Michael Flaherty is a finance executive with 25 years of diverse experience in power generation and consumer products. Mike is a CPA with a B.S. degree in Accounting and an MBA from Duquesne University. He started his career with Westinghouse Electric holding positions in accounting, finance and information technology during his 7 years with the company. Mike spent the next 15 years of his career with Reynolds American and affiliates (maker of Camel cigarettes and Grizzly chewing tobacco) holding executive level positions in business development, operations and finance in Louisville, London, Amsterdam, Winston-Salem, and Memphis. After leaving Reynolds American, Mike returned home to Pittsburgh assuming the role of Chief Financial Officer for American Beverage Corporation (maker of Little Hug fruits drinks and Daily’s cocktail mixers). Within this role, Mike was charged with returning the operation to profitability and preparing the company for sale, which was successfully accomplished in March of 2015. Mike remained with American Beverage’s former owner (Royal Wessanen) until the end of 2015 leading the post-closing activities related to the sale of American Beverage and is now an independent consultant working with clients on business acquisitions and disposals.

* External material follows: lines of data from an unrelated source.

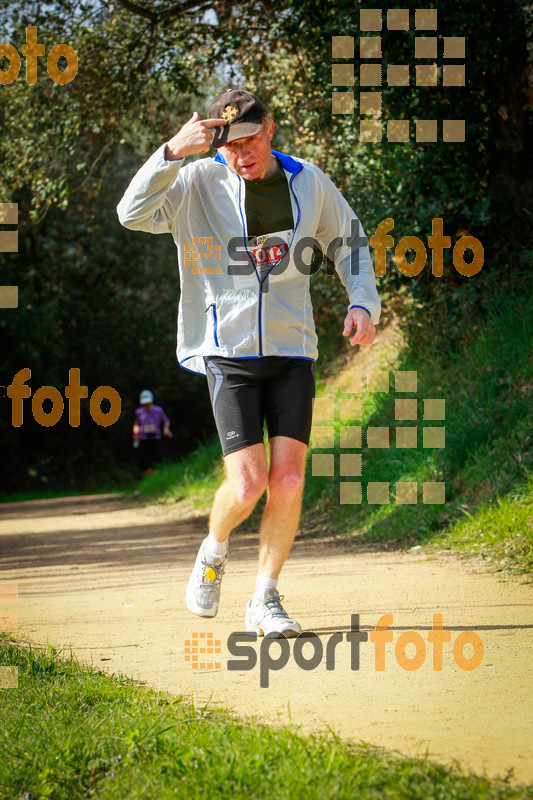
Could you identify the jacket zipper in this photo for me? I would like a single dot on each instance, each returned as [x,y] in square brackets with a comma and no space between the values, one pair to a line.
[215,320]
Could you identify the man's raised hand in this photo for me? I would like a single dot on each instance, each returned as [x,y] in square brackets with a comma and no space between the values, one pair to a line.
[193,137]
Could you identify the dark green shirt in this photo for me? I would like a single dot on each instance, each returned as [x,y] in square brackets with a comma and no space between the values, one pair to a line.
[268,204]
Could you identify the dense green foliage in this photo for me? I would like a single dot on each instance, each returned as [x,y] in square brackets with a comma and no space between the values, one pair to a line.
[102,299]
[69,732]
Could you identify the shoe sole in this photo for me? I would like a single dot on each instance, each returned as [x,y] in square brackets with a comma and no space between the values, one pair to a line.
[200,612]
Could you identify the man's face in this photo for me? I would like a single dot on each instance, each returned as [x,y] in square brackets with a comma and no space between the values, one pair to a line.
[251,157]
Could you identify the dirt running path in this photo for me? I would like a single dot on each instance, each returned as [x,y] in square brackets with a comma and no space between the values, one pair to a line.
[109,580]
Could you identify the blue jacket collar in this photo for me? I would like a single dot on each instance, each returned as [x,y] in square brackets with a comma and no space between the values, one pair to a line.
[288,163]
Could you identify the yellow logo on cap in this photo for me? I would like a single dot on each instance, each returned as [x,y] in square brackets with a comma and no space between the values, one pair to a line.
[230,112]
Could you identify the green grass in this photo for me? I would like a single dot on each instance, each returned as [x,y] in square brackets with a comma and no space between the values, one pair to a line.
[71,732]
[503,529]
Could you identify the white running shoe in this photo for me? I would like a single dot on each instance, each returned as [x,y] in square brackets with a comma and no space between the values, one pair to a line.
[268,618]
[203,589]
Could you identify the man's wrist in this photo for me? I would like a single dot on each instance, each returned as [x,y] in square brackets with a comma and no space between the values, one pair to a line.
[363,308]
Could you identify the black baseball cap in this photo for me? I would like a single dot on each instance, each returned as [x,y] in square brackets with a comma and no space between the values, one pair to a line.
[243,112]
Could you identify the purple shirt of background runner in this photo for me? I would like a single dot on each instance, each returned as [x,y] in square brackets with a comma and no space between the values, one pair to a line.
[149,422]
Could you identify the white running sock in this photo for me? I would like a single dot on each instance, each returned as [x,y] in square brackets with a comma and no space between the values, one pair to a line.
[214,548]
[262,587]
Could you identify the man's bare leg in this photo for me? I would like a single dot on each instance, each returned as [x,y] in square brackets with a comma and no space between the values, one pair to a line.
[246,480]
[282,511]
[264,612]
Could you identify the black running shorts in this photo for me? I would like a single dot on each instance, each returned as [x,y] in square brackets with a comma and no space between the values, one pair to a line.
[247,392]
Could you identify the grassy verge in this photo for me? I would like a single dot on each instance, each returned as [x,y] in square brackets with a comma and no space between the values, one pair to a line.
[194,477]
[486,380]
[71,732]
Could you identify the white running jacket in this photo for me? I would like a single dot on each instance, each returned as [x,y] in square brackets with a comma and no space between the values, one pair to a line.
[202,204]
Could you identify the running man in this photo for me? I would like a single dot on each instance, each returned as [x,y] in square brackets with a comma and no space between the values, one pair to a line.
[245,318]
[147,430]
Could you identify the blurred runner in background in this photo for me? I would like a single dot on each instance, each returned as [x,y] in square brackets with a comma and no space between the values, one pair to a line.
[147,431]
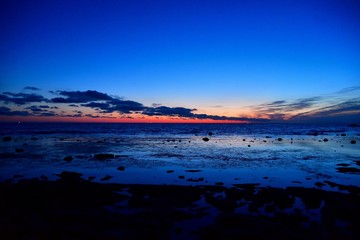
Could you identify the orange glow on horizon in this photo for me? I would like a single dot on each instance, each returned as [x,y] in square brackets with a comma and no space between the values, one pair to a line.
[112,120]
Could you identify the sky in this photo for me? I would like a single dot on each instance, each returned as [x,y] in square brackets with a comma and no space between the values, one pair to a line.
[180,61]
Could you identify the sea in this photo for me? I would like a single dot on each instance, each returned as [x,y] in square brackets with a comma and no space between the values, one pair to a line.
[275,155]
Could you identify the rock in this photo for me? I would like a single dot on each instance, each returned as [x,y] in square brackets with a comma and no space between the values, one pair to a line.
[343,164]
[68,158]
[348,170]
[104,156]
[69,177]
[107,177]
[121,168]
[193,170]
[90,178]
[7,139]
[18,150]
[320,184]
[195,179]
[248,186]
[44,178]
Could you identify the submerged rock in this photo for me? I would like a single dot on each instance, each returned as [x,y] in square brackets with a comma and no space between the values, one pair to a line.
[107,177]
[7,139]
[348,170]
[68,158]
[104,156]
[193,170]
[18,150]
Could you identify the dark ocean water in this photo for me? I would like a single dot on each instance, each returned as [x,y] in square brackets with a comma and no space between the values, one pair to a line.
[164,153]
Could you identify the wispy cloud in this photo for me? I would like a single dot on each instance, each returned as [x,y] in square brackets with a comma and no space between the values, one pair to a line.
[21,98]
[96,104]
[102,106]
[341,103]
[31,88]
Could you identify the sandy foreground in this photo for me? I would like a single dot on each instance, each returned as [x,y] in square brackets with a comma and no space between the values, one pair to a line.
[74,208]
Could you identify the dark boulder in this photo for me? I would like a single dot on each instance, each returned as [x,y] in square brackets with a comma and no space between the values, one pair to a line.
[7,139]
[104,156]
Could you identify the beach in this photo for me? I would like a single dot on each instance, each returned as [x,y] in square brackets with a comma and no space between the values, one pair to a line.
[179,181]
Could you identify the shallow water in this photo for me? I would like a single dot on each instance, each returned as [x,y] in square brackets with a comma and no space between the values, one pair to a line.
[163,153]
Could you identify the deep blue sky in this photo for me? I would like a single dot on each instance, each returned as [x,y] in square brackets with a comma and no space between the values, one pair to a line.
[217,56]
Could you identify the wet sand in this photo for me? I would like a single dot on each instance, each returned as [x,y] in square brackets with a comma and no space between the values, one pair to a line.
[180,185]
[74,208]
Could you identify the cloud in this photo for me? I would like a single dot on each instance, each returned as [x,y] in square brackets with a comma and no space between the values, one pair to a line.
[31,88]
[21,98]
[168,111]
[36,109]
[5,111]
[101,105]
[80,97]
[349,89]
[188,113]
[343,103]
[279,110]
[351,106]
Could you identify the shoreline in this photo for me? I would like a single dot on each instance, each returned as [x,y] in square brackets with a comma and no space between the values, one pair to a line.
[72,207]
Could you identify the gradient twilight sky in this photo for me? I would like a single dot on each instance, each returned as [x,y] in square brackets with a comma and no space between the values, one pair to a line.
[236,59]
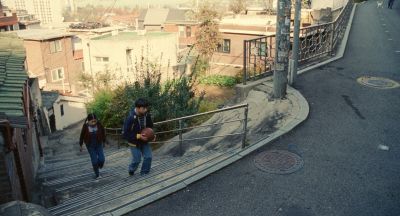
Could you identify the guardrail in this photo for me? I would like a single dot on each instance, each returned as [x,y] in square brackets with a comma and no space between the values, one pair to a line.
[180,126]
[316,42]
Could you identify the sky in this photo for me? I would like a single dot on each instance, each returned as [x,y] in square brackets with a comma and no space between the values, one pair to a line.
[129,3]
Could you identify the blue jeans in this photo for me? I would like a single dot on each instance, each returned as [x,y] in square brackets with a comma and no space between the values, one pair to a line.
[96,156]
[137,152]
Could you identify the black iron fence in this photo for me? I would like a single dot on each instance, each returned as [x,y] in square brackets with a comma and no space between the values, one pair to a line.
[316,42]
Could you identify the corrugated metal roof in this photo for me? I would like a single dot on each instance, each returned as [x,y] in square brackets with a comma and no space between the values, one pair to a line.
[48,98]
[12,79]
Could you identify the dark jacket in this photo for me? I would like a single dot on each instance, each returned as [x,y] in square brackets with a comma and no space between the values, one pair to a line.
[85,135]
[132,127]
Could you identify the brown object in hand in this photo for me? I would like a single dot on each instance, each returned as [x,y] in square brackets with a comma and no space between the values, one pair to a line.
[147,134]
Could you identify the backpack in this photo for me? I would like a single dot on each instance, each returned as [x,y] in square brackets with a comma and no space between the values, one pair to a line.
[125,129]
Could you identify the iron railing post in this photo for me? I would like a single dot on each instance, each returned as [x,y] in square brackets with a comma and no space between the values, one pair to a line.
[180,138]
[244,62]
[332,39]
[246,110]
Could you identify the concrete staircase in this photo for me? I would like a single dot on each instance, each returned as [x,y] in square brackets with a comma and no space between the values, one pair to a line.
[69,187]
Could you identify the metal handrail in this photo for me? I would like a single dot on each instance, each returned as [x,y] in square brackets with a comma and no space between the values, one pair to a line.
[199,138]
[199,126]
[180,130]
[204,113]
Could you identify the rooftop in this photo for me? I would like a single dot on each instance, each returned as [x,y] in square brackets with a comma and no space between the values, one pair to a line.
[13,78]
[124,36]
[42,34]
[252,20]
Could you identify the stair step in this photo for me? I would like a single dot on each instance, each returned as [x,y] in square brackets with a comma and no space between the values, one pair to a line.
[129,185]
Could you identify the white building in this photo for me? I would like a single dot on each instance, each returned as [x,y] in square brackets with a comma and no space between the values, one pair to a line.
[63,111]
[47,11]
[334,4]
[120,53]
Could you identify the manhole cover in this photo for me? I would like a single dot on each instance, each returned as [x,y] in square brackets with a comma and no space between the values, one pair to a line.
[378,82]
[278,162]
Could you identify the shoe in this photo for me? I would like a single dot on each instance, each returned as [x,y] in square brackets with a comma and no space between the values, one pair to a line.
[97,178]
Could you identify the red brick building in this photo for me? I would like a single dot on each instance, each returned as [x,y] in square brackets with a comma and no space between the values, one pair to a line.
[8,20]
[20,149]
[233,33]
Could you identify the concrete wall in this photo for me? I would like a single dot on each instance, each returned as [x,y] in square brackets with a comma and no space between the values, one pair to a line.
[74,111]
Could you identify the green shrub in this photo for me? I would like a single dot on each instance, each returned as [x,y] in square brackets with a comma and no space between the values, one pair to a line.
[218,80]
[172,99]
[100,104]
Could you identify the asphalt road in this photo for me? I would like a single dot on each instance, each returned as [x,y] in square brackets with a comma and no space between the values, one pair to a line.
[344,173]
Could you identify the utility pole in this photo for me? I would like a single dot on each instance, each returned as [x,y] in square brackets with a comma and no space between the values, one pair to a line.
[293,63]
[282,45]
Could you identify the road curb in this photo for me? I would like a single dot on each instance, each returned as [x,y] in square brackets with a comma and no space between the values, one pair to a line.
[297,117]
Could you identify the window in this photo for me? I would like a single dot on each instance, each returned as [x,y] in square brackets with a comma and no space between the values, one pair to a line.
[181,31]
[62,109]
[188,31]
[262,48]
[55,46]
[57,74]
[102,59]
[129,57]
[225,47]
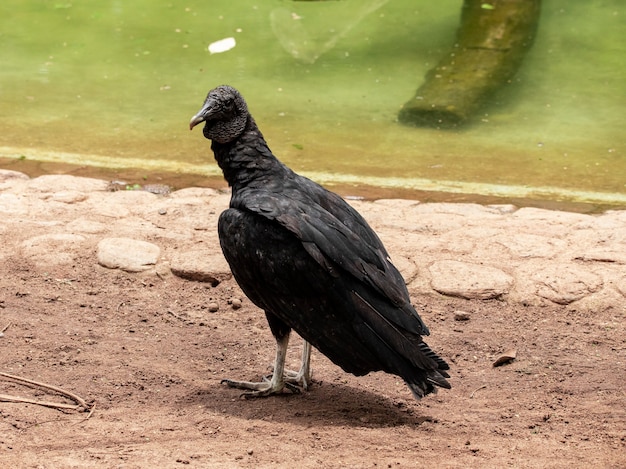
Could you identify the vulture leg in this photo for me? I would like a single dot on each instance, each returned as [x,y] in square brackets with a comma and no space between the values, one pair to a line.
[301,378]
[271,386]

Mike is a native of Pittsburgh’s east end and attended Central Catholic High School. He and his wife Lori have been married 24 years and have two children, Collin and Hailey. In 2014, Mike was named Pittsburgh Business Times CFO of the year.

Where is the most interesting place you’ve been?

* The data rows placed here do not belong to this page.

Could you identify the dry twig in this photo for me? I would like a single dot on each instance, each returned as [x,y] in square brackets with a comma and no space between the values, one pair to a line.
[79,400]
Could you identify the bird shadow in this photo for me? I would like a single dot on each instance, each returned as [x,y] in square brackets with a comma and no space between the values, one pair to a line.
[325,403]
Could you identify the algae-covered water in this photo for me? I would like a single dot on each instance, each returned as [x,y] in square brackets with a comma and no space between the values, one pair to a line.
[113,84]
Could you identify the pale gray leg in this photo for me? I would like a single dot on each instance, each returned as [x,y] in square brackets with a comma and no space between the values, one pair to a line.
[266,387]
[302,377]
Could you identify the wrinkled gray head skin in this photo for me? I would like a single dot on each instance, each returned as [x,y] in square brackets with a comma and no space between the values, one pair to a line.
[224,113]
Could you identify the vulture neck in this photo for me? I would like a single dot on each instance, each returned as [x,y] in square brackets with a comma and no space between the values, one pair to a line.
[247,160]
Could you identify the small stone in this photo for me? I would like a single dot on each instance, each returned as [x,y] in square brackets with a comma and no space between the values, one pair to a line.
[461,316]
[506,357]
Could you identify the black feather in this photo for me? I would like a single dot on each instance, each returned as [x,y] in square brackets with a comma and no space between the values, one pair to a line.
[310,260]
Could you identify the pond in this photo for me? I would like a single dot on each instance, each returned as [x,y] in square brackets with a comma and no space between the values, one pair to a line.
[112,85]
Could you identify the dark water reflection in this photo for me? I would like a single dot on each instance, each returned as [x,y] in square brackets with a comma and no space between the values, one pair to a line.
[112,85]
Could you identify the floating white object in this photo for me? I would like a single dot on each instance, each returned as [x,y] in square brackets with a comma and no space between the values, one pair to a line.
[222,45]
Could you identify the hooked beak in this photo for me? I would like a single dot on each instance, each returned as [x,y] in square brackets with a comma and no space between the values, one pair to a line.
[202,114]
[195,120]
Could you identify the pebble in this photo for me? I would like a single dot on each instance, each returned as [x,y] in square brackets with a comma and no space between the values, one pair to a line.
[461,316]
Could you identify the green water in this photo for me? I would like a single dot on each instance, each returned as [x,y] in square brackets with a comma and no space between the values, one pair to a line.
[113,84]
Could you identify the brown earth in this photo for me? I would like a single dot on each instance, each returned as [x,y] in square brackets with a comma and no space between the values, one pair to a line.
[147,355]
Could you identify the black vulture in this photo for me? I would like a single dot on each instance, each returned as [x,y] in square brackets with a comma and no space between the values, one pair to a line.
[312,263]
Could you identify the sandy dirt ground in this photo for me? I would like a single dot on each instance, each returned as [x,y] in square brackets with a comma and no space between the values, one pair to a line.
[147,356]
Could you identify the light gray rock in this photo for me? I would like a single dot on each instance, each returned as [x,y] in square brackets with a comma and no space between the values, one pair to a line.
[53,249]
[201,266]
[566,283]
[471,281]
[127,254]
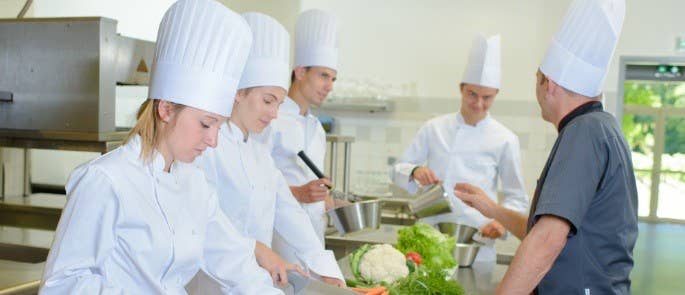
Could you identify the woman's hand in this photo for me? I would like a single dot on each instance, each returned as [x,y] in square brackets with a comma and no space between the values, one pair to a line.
[275,265]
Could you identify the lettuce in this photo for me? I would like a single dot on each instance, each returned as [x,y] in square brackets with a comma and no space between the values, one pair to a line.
[435,247]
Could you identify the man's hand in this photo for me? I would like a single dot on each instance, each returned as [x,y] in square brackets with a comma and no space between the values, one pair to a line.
[313,191]
[493,230]
[333,281]
[277,267]
[425,176]
[475,197]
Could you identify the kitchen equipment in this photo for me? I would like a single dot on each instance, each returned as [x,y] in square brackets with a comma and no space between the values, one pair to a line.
[430,201]
[333,141]
[68,68]
[356,217]
[334,193]
[461,232]
[465,254]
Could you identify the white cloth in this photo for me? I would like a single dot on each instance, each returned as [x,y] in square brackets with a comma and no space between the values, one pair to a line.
[200,54]
[316,39]
[484,66]
[270,53]
[285,137]
[256,198]
[131,228]
[580,53]
[458,152]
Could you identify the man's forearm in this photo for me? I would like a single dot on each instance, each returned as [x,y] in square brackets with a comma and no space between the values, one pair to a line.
[513,221]
[535,256]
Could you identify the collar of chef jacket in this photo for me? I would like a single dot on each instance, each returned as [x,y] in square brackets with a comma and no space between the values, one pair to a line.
[481,123]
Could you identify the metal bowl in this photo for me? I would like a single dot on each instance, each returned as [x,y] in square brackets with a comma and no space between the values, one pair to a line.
[461,232]
[430,202]
[356,217]
[465,254]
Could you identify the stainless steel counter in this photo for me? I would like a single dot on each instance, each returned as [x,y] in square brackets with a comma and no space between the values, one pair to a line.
[41,211]
[480,278]
[386,234]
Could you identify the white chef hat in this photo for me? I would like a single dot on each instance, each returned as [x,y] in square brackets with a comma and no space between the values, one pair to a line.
[580,53]
[484,65]
[200,54]
[267,64]
[316,39]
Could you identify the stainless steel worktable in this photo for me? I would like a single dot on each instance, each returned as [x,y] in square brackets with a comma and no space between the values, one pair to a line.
[480,278]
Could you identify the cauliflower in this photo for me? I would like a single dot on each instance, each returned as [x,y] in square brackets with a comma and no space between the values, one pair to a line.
[381,263]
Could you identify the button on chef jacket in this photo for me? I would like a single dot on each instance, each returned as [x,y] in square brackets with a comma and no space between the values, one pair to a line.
[256,198]
[458,152]
[131,228]
[285,137]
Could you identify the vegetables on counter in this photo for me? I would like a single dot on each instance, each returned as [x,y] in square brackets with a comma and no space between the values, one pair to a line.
[415,257]
[434,247]
[378,271]
[378,263]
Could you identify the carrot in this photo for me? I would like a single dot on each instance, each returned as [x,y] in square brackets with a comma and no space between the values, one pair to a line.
[360,290]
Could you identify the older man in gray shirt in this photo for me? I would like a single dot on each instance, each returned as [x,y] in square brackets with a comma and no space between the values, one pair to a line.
[580,233]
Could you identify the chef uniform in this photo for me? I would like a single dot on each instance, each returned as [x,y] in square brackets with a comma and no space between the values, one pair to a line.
[315,45]
[458,152]
[588,179]
[252,191]
[129,227]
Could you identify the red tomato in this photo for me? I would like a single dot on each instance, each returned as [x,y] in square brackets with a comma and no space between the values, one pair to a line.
[416,257]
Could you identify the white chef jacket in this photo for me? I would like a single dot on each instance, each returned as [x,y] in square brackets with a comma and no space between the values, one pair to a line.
[285,137]
[256,198]
[131,228]
[458,152]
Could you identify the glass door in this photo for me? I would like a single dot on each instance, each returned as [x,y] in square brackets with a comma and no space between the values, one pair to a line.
[653,122]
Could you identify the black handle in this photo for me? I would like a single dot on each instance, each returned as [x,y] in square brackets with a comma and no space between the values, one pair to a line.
[310,164]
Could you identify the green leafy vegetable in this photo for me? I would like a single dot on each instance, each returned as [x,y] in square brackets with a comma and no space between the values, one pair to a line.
[435,247]
[426,281]
[355,260]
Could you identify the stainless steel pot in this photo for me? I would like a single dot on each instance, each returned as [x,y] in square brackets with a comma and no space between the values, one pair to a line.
[461,232]
[430,201]
[356,217]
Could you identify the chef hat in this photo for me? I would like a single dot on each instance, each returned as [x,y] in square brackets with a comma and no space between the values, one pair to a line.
[316,39]
[483,67]
[580,53]
[268,61]
[200,54]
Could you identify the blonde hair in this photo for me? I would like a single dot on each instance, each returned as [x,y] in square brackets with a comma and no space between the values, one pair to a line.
[148,127]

While working in London for British American Tobacco, I was a member of the mergers and acquisitions team. As part of this role, I had the opportunity to visit a number of areas most people never go. One such place was Sarajevo. Having at one point hosted the 1984 winter Olympics, the area was almost completely destroyed in the Bosnian War during the early 1990s. While the scars and hardship of the conflict were still very apparent both on the infrastructure and people when I visited in 2001, the hope of a better future was just as apparent. The people of Sarajevo were kind, friendly and engaging. They made me feel at ease and I never felt any concern for my safety or security while I was there.

What made you want to give back to the School of Business?

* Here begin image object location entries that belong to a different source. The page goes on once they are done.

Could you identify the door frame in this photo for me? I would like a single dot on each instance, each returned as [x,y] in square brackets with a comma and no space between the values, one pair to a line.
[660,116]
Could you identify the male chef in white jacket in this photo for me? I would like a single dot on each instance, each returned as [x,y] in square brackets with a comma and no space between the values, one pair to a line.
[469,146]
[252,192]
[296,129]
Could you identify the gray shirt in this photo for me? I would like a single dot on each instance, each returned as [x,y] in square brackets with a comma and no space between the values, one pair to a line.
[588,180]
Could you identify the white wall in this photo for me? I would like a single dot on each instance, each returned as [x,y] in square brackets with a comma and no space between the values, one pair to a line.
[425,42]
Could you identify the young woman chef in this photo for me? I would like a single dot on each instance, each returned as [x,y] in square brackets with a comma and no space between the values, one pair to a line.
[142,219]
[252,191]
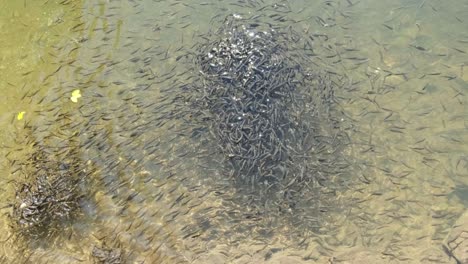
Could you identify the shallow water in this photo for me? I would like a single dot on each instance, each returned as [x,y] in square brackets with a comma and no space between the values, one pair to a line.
[162,197]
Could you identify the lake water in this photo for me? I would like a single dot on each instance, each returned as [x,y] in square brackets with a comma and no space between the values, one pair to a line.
[153,186]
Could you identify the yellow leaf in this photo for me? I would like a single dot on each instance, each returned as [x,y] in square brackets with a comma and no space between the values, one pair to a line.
[75,95]
[20,115]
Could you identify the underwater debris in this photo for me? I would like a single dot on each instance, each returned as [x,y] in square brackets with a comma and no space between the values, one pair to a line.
[47,192]
[269,107]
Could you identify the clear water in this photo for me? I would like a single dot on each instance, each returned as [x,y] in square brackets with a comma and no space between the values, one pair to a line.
[153,193]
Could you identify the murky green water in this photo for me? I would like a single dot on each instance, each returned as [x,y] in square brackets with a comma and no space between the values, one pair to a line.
[162,198]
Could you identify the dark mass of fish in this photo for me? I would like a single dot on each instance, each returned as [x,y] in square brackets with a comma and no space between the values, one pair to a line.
[268,108]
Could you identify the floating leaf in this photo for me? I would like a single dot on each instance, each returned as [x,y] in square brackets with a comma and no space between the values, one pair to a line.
[75,95]
[20,115]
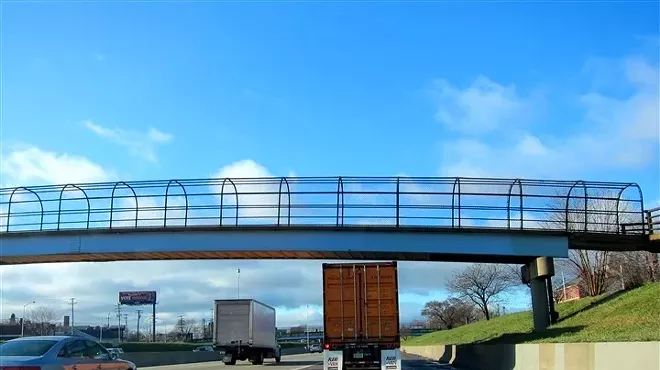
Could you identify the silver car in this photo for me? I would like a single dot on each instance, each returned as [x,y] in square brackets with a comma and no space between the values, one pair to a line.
[60,353]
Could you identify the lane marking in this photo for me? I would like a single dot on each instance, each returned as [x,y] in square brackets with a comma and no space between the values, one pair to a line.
[306,366]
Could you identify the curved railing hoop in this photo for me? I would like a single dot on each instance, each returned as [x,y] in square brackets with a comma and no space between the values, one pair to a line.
[457,182]
[641,206]
[340,192]
[508,203]
[222,198]
[59,206]
[279,201]
[112,201]
[41,205]
[185,195]
[586,205]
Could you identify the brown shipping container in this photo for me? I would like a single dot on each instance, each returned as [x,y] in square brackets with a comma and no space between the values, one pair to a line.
[361,304]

I think giving back to those who have helped you is one of the most important things a person can do. Duquesne University certainly made a huge difference in my education and career, and I would not be where I am today without the help of the staff and faculty of the University. As I progressed in my life and career, I was fortunate enough to find myself in the position to give back to the School of Business. In retrospect, I waited far too long to engage with the School. Every graduate no matter how recent can certainly afford to give back a few hours or a few dollars a year. While this does not seem like much, it makes a huge difference. When tens of thousands of graduates make small gifts of their time and money, it adds up to an overwhelming amount of resources for the University and makes a material difference in total. I would recommend every alumni participate at some level in the effort to help Duquesne achieve its strategic vision.

What is the best way to start the day?

Easy, with a positive attitude. If you start your day in a bad mood, harboring stress or anxiety, you day is only going to get worse. Each person controls their own attitude, positive or negative. If you surround yourself with positivity, things generally go your way.

What is the most important piece of advice you would give to a graduate business student looking to advance professionally?

Funny enough, every semester I give a lecture on this very topic in my Executive Insights class. The four key areas I emphasize to students are:

  • Be a value added contributor — work hard, be dedicate, go the extra mile. It will be noticed and rewarded.
  • Build relationships and networks both inside and outside of your company. You never know who or when someone can help you in your career and if you have pre-existing relationships that is critical.
  • Be a team player, build up others and effectively work within different cultures.
  • Be a leader — there are so few good leaders at all levels of business. Anyone with good leadership skills will raise to the top.

What is one of your favorite things to do in Pittsburgh?

There are so many great things to do in Pittsburgh. Being a native of the area and then living in other states and countries for 15 years before moving back home, I think I have a much deeper appreciation of the many fantastic things to do here. While enjoying great sports, special events, and the arts are easy answers, my favorite thing is eating. Pittsburgh is such a great food town and there are so many excellent restaurants. Tied for first place along with eating is having an ice cold beer at my favorite bar, Froggy’s in Bloomfield (full disclosure of a shameless plug, I own the bar along with my business partners).